Tuesday, March 22, 2016

The Patient Should Not Be Punished for the Sins of the Prescriber

Dr. Mitchell Katz of the Los Angeles County Health Department wrote an editorial that was published in last week's issue of the Journal of the American Medical Association (JAMA has made this set of editorials on opioid prescribing available free of charge).  The title caught my eye - Opioid Prescribing for Chronic Pain, Not for the Faint of Heart.  Indeed.

His intent is to offer a realistic appraisal of the new CDC opioid guidelines.  The tone of the editorial is best described as "great guidelines... but here's how the world really works."  While the pharmaceutical industry appears to have sheathed their swords for lack of argument, the physician community now has to figure out what to do with these new guidelines (if anything at all). Dr. Katz is supportive of the guidelines, but offers his view of their application through a lens of honest practicality.

A few key excerpts (emphasis added):
Even when seeing a patient who has not already begun taking opioids, we physicians have few alternatives for patients who have already tried nonsteroidal anti-inflammatory medications and acetaminophen without relief. Of the pharmacologic and nonpharmacologic options, none is likely to provide rapid pain relief, and none is very effective. Moreover, many of us work in resource-poor systems where arranging for someone to receive physical therapy or cognitive behavioral therapy—two useful therapies—is more difficult than weaning someone from long-term opioid use. To all patients, I give my well-rehearsed speech on why I believe opioids cause more harm than good for chronic pain, but ultimately I will prescribe them for a patient in pain for whom I see no other realistic option.
Embedded in this paragraph are two brutal facts that we must confront: 1) access to non-pharmacological modalities is not easy and cannot be assumed; 2) sometimes, even good doctors are faced with a choice between the lesser of two evils.  I would add that work comp payers should focus on alleviating issue #1 (by approving alternative modalities, going the extra mile to find practitioners, placing alternative non-pharm modalities in-network, etc.) in an attempt to relieve prescribers of burden #2.

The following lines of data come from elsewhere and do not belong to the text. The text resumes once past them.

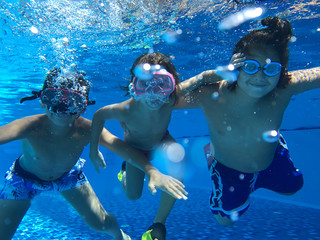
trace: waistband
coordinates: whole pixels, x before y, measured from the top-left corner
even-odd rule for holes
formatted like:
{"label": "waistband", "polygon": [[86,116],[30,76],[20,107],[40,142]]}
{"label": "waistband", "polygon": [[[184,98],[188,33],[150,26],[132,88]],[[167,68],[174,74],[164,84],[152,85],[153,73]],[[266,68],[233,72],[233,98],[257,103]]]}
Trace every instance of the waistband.
{"label": "waistband", "polygon": [[40,182],[45,182],[45,180],[42,180],[38,178],[36,175],[33,173],[30,173],[26,170],[24,170],[21,165],[20,165],[20,160],[21,156],[17,158],[17,160],[14,162],[14,171],[22,178],[29,179],[29,180],[35,180],[35,181],[40,181]]}

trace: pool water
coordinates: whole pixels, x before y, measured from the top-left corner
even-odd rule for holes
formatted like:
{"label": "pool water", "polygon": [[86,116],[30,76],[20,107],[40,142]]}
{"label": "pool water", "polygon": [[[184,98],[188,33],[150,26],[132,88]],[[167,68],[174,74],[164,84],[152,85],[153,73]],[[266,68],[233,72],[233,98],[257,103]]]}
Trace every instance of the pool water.
{"label": "pool water", "polygon": [[[226,65],[239,38],[268,15],[292,24],[296,39],[290,43],[290,71],[320,66],[319,0],[247,2],[1,0],[0,124],[42,113],[38,101],[19,100],[41,89],[53,66],[75,64],[86,71],[90,97],[97,103],[84,117],[92,119],[100,107],[128,98],[119,84],[126,84],[133,61],[142,53],[172,56],[183,81]],[[231,14],[256,7],[263,9],[261,17],[219,29]],[[319,94],[316,89],[295,96],[281,126],[291,157],[304,173],[303,189],[293,196],[257,191],[249,210],[230,228],[218,225],[209,209],[211,182],[202,152],[209,142],[206,120],[201,110],[174,111],[169,131],[186,151],[189,199],[176,202],[166,222],[167,239],[320,239]],[[110,121],[108,129],[122,136],[117,122]],[[21,154],[20,148],[19,142],[0,147],[0,176]],[[156,213],[159,193],[152,196],[145,187],[141,199],[129,201],[116,177],[122,160],[101,150],[107,169],[98,175],[88,161],[84,171],[105,209],[133,239],[141,239]],[[88,148],[82,157],[88,159]],[[13,239],[109,238],[90,230],[59,194],[45,193],[33,201]]]}

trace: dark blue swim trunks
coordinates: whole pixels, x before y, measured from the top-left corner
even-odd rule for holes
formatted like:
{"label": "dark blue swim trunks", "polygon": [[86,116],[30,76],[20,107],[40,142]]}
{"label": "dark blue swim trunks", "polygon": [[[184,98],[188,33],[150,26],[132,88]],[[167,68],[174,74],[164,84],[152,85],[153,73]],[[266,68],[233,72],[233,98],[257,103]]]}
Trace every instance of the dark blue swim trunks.
{"label": "dark blue swim trunks", "polygon": [[82,172],[85,160],[80,158],[73,168],[54,181],[44,181],[21,168],[19,158],[6,172],[0,199],[33,199],[44,191],[66,191],[88,182]]}
{"label": "dark blue swim trunks", "polygon": [[281,137],[271,165],[257,173],[244,173],[217,162],[210,152],[210,144],[204,147],[212,179],[210,208],[237,220],[250,205],[250,194],[259,188],[278,193],[295,193],[303,186],[302,173],[293,165],[285,140]]}

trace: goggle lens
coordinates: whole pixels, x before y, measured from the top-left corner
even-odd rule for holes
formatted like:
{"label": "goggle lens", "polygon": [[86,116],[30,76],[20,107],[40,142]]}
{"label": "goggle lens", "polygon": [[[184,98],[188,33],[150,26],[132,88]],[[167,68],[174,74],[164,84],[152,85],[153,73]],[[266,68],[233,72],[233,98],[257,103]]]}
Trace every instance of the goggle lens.
{"label": "goggle lens", "polygon": [[137,95],[154,92],[168,95],[175,89],[175,80],[168,72],[154,72],[149,80],[133,78],[133,90]]}
{"label": "goggle lens", "polygon": [[40,99],[53,113],[76,115],[85,110],[87,106],[87,100],[83,95],[66,89],[45,89]]}

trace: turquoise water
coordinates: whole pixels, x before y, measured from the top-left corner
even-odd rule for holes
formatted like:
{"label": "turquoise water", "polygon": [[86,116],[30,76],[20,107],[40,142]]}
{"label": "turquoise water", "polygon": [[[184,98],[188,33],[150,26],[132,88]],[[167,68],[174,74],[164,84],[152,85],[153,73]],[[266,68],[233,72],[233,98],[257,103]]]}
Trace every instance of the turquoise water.
{"label": "turquoise water", "polygon": [[[296,41],[290,44],[289,70],[320,66],[320,1],[316,0],[249,5],[222,0],[1,1],[0,124],[42,113],[38,101],[21,105],[19,99],[40,89],[47,70],[55,65],[76,64],[87,72],[91,98],[97,101],[84,114],[89,119],[98,108],[127,99],[119,83],[129,78],[136,57],[150,49],[173,56],[181,80],[224,65],[235,42],[257,27],[258,19],[225,31],[218,30],[218,24],[230,14],[257,6],[263,7],[263,16],[291,21]],[[168,217],[168,239],[319,239],[319,93],[313,90],[294,97],[281,126],[291,156],[304,173],[304,188],[290,197],[259,190],[248,212],[229,229],[215,222],[208,206],[210,178],[202,153],[209,141],[205,119],[200,110],[174,111],[169,131],[186,150],[185,185],[190,196],[186,202],[178,201]],[[122,135],[118,123],[111,122],[108,128]],[[0,175],[4,175],[21,153],[20,144],[3,145],[0,151]],[[158,196],[145,191],[139,201],[127,200],[116,180],[121,159],[106,149],[103,154],[108,168],[97,175],[88,162],[85,173],[107,211],[139,239],[152,222]],[[88,149],[83,157],[88,159]],[[105,238],[91,231],[55,194],[44,194],[33,202],[14,237]]]}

Another cogent point from Dr. Katz:
One thing I am certain of: we need to engage patients in an honest and open way rather than quickly writing or refusing to write opioid prescriptions. Given that many patients may be defensive about using opioids, I always speak of my fears. I do not say “You are going through the pills too quickly.” Rather, I say “I am worried that at the doses of medication you are taking, the medicine will harm you.”
Language matters.  This is a subtle but critical point in the fight against opioid misuse and abuse: patient engagement isn't as complicated as we sometimes make it out to be.  Clinicians that are willing to have difficult conversations and who are willing to be honest and transparent with their patients will have more success treating pain than clinicians who find themselves, in Dr. Katz's words, "quickly writing or refusing to write opioid prescriptions."  

Finally, in the context of the complicated matter of opioids and benzodiazepines (you'll have to read his editorial for his full view on the matter), Dr. Katz offers this piece of advice: The patient should not be punished for the sins of the prescriber.  

That should serve as a guiding principle to all of us engaged in this fight.  Above all else, we need to focus on the health, safety, and functionality of injured workers.